Domestic violence charge dropped
Other charge reduced; pleads no contest
The alleged victim in a domestic violence case against Lawrence County Commissioner Les Boggs declined to pursue charges Thursday during a preliminary hearing in Ironton Municipal Court.
Boggs, 53, appeared in front of specially-appointed judge Richard Schisler for the hearing, where the first-degree misdemeanor charge was dismissed.
Boggs also carried a criminal damaging charge, although that charge was reduced to disorderly conduct by the state, represented by special prosecutor Charles Kirby, to which Boggs pleaded no contest. Schisler ordered Boggs to pay a fine of $200, plus court costs.
According to the initial complaint to the Lawrence County Sheriff’s Office, on Nov. 4, Boggs allegedly grabbed the suspect’s arm, pushed her on the bed and attempted to choke her following an argument. The 34-year-old alleged victim also reported that Boggs allegedly to backhanded her in the face and threw her cell phone in a pond in front of the residence.
“I can assure that the Lawrence County Sheriff’s Office did not rush to judgment,” Lawrence County Sheriff Jeff Lawless said in a statement. “When my officer met with the alleged victim, she claimed she had been assaulted and choked by Mr. Boggs. The deputy did view red marks on her face, throat and arm. Based on the domestic violence law, my deputy acted accordingly to make the arrest based on her first statement and marks on her that he viewed.”
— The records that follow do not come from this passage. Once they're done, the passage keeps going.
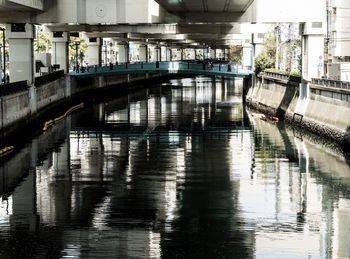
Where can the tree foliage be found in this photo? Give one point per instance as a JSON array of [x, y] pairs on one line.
[[236, 53], [266, 59], [82, 50], [43, 43]]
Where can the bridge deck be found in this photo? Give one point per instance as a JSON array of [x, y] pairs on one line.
[[166, 67]]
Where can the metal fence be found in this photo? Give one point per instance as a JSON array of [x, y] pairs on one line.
[[41, 80], [12, 88], [331, 83], [296, 79]]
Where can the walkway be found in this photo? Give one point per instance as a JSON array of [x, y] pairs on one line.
[[175, 67]]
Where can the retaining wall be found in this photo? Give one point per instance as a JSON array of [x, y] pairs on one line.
[[20, 107], [322, 110]]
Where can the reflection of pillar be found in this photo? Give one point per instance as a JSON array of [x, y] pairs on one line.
[[143, 55], [147, 96], [94, 52], [163, 50], [60, 50], [128, 108], [168, 54], [158, 53], [247, 58], [123, 52], [212, 53], [24, 211], [20, 37], [101, 112]]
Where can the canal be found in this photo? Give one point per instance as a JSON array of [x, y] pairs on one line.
[[179, 170]]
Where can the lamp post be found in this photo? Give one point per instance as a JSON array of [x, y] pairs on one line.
[[4, 54], [76, 44]]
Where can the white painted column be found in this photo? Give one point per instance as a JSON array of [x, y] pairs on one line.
[[312, 52], [212, 53], [168, 54], [192, 54], [163, 50], [21, 52], [94, 52], [123, 52], [60, 50], [158, 53], [143, 53], [247, 58]]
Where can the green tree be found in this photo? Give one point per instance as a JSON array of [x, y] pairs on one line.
[[236, 52], [266, 59], [82, 49], [43, 43]]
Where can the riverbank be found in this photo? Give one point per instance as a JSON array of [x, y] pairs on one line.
[[322, 110]]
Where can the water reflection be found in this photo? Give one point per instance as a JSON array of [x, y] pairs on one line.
[[179, 170]]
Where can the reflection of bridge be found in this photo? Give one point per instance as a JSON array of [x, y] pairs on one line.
[[192, 68]]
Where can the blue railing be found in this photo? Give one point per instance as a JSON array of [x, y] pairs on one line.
[[345, 85], [169, 67]]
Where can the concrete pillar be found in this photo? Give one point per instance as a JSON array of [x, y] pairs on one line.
[[60, 52], [247, 58], [20, 37], [143, 53], [123, 52], [163, 50], [158, 53], [192, 55], [212, 53], [312, 52], [168, 54], [94, 52]]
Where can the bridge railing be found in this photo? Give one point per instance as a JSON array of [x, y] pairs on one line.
[[41, 80], [12, 88], [331, 83], [170, 66]]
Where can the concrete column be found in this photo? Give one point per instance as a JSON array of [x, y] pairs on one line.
[[312, 52], [192, 54], [143, 53], [60, 52], [212, 53], [158, 53], [123, 52], [247, 58], [20, 37], [94, 52], [168, 54], [163, 50]]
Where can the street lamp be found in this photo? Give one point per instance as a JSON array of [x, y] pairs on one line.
[[76, 44]]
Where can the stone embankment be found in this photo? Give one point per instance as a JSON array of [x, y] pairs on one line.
[[320, 106]]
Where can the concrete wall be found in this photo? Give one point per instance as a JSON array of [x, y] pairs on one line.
[[50, 93], [24, 105], [324, 111], [14, 107]]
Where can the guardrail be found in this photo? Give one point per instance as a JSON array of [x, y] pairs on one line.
[[169, 66], [331, 83], [12, 88], [296, 79], [42, 80]]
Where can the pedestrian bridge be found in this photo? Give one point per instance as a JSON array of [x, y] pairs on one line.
[[187, 68]]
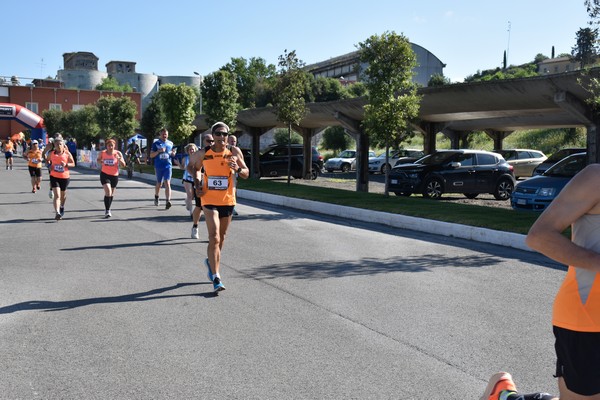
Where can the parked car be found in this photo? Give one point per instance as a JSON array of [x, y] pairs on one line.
[[343, 162], [470, 172], [556, 157], [396, 157], [274, 161], [524, 161], [536, 193], [353, 165]]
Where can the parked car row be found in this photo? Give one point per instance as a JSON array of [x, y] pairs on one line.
[[274, 161], [535, 194], [470, 172]]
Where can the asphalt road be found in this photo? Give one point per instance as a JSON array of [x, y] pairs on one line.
[[315, 307]]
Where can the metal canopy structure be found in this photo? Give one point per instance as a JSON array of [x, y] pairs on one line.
[[496, 107]]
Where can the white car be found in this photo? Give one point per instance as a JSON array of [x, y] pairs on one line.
[[402, 156]]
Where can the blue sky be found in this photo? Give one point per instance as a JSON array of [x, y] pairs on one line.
[[182, 36]]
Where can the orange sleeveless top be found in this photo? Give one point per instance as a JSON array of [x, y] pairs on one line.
[[219, 188], [577, 304]]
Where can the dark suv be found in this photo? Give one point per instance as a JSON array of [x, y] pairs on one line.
[[470, 172], [274, 161]]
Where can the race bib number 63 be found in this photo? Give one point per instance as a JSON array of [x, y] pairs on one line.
[[217, 183]]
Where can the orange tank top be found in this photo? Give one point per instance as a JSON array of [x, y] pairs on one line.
[[110, 164], [577, 304], [56, 168], [219, 188], [34, 158]]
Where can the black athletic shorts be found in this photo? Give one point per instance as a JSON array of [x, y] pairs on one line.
[[578, 360], [62, 183], [112, 179], [224, 211], [35, 172]]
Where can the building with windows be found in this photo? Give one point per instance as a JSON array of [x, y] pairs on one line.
[[347, 67]]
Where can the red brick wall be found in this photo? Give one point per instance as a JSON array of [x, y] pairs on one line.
[[44, 96]]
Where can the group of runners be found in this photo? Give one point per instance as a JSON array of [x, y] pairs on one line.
[[210, 174]]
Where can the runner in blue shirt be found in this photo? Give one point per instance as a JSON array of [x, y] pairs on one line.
[[162, 152]]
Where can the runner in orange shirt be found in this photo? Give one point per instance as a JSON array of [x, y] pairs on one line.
[[109, 160], [9, 149], [216, 190], [576, 311], [34, 163], [61, 160]]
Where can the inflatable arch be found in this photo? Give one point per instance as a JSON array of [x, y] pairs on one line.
[[25, 117]]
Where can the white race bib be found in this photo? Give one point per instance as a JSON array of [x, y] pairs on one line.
[[218, 183]]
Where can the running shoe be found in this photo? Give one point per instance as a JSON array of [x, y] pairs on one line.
[[218, 285], [209, 274], [500, 382]]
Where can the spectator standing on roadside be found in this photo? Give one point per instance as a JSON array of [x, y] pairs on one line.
[[109, 160], [72, 146], [217, 193], [576, 311], [207, 141], [9, 149], [188, 180], [162, 152]]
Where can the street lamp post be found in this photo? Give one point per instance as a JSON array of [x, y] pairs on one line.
[[195, 73]]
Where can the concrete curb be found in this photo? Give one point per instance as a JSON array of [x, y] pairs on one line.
[[484, 235]]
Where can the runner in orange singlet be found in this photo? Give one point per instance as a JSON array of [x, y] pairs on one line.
[[217, 192], [34, 163], [109, 161], [576, 313], [61, 160]]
Boggs pleaded not guilty at his arraignment on Nov. 19 and on Thursday, the alleged victim expressed her wish to dismiss the first degree misdemeanor, which was granted by the court.
After the hearing, a statement was released by Boggs as follows.
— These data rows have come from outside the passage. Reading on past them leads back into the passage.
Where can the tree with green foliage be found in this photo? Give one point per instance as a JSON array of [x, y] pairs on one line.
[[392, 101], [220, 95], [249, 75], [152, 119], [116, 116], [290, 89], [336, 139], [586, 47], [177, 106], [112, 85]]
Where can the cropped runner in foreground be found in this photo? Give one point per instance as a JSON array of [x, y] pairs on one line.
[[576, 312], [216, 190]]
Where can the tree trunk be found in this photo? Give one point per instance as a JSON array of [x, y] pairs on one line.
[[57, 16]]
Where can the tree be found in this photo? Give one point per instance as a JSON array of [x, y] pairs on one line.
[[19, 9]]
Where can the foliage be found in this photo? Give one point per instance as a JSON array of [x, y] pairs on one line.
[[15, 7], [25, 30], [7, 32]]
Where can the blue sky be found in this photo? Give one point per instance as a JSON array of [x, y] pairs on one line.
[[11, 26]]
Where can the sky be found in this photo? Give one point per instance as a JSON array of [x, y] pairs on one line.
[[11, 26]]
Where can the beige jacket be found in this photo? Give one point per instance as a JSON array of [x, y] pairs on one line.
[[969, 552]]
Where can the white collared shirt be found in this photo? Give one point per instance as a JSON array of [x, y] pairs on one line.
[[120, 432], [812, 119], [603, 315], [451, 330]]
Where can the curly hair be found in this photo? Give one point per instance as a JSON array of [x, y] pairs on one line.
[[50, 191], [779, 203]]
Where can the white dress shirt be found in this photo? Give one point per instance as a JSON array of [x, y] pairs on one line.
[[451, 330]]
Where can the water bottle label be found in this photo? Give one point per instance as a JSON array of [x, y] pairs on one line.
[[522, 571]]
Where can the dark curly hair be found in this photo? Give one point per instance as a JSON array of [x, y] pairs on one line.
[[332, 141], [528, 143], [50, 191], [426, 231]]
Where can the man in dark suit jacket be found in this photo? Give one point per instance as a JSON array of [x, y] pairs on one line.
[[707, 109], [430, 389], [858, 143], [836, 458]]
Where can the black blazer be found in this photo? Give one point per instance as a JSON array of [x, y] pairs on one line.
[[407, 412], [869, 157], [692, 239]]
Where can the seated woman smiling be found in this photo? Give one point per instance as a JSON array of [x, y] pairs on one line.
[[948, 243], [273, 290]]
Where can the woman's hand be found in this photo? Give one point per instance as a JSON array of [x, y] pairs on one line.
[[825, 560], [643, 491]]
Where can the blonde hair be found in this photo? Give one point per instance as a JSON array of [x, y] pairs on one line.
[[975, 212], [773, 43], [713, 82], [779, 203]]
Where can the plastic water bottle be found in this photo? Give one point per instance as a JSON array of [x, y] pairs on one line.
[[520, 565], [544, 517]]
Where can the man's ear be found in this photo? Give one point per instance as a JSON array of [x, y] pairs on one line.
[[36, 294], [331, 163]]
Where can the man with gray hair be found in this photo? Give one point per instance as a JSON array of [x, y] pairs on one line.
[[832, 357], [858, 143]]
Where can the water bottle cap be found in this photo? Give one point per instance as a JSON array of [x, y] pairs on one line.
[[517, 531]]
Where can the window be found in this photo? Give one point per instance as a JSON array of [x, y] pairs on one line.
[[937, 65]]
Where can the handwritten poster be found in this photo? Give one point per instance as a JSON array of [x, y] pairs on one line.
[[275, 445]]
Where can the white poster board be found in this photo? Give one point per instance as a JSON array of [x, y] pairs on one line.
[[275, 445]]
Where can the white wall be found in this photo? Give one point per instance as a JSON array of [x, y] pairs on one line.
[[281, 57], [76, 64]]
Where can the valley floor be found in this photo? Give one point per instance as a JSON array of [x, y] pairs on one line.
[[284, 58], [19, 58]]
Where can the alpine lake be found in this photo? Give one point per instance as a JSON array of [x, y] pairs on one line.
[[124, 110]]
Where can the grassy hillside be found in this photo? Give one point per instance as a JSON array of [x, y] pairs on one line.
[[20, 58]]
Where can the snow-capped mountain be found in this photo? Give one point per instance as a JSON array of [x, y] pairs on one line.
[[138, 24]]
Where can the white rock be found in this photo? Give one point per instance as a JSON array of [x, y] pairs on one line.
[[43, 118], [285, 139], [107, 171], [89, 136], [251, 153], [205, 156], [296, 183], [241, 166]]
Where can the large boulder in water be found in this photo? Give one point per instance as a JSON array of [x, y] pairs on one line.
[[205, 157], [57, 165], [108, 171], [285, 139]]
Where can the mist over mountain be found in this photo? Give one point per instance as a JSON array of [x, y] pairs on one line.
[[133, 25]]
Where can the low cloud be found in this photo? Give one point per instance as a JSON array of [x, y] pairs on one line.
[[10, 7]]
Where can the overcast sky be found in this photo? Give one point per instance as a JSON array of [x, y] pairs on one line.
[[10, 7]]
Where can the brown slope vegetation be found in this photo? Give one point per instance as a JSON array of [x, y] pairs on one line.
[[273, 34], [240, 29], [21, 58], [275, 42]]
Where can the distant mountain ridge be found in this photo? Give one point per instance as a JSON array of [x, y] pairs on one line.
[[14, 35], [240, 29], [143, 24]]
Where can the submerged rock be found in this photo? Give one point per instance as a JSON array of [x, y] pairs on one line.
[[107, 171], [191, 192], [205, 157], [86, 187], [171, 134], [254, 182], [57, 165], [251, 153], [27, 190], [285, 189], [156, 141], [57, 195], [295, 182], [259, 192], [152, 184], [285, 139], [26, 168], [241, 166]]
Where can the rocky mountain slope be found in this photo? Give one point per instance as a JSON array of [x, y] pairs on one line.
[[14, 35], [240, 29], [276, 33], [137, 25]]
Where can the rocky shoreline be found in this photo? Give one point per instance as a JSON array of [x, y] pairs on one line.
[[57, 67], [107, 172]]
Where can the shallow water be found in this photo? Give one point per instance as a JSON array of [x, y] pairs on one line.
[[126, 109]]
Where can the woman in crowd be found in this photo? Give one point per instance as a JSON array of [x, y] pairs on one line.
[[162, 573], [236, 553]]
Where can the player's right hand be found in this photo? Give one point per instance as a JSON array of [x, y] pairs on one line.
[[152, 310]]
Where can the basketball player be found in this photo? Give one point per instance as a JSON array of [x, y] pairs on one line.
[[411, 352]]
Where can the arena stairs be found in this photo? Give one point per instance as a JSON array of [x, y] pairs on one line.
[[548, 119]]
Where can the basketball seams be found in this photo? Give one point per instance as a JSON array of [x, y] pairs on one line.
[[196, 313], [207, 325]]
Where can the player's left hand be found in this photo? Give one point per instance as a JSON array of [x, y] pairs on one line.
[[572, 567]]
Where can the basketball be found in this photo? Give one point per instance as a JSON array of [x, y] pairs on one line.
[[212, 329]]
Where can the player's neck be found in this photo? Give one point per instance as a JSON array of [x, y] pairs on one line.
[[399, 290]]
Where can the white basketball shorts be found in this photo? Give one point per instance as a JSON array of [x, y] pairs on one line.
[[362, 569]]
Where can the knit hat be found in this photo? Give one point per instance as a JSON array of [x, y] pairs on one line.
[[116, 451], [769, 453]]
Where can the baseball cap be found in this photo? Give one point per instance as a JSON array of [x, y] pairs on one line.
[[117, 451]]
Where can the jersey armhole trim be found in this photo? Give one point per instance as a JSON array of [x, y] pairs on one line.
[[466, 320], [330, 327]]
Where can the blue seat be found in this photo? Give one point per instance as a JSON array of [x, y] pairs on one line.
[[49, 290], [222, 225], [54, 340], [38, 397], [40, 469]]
“I am greatly relieved that the charges, as filed against me, were dismissed today. I am especially grateful for the dismissal of the domestic violence charge as I have never committed an act of violence against anyone.
“There was an argument in my home as happens in all families. I thought it best for the sake of my family and to stop the cycle of negative media attention to plead no contest to a minor misdemeanor disorderly conduct charge – the lowest level of offense.
“I truly appreciate all those who have stood by me through this difficult time and appreciate all the thoughts and prayers extended on behalf of me and my family.
“I believe this incident also serves as a lesson to us all that we should always avoid rushing to judgment before the facts are known. Here in America we are presumed innocent until proven guilty. Unfortunately, my status as an elected official caused it to feel as though that right was not extended to me.
“I also hope this outcome serves as a wakeup call to the political opportunists who attempted to exploit this circumstance for their own benefit.
“I regret this incident ever occurred and have done my best to ensure it did not impact on my official duties. I am honored to serve the citizens of Lawrence County and hope to do so well into the future.”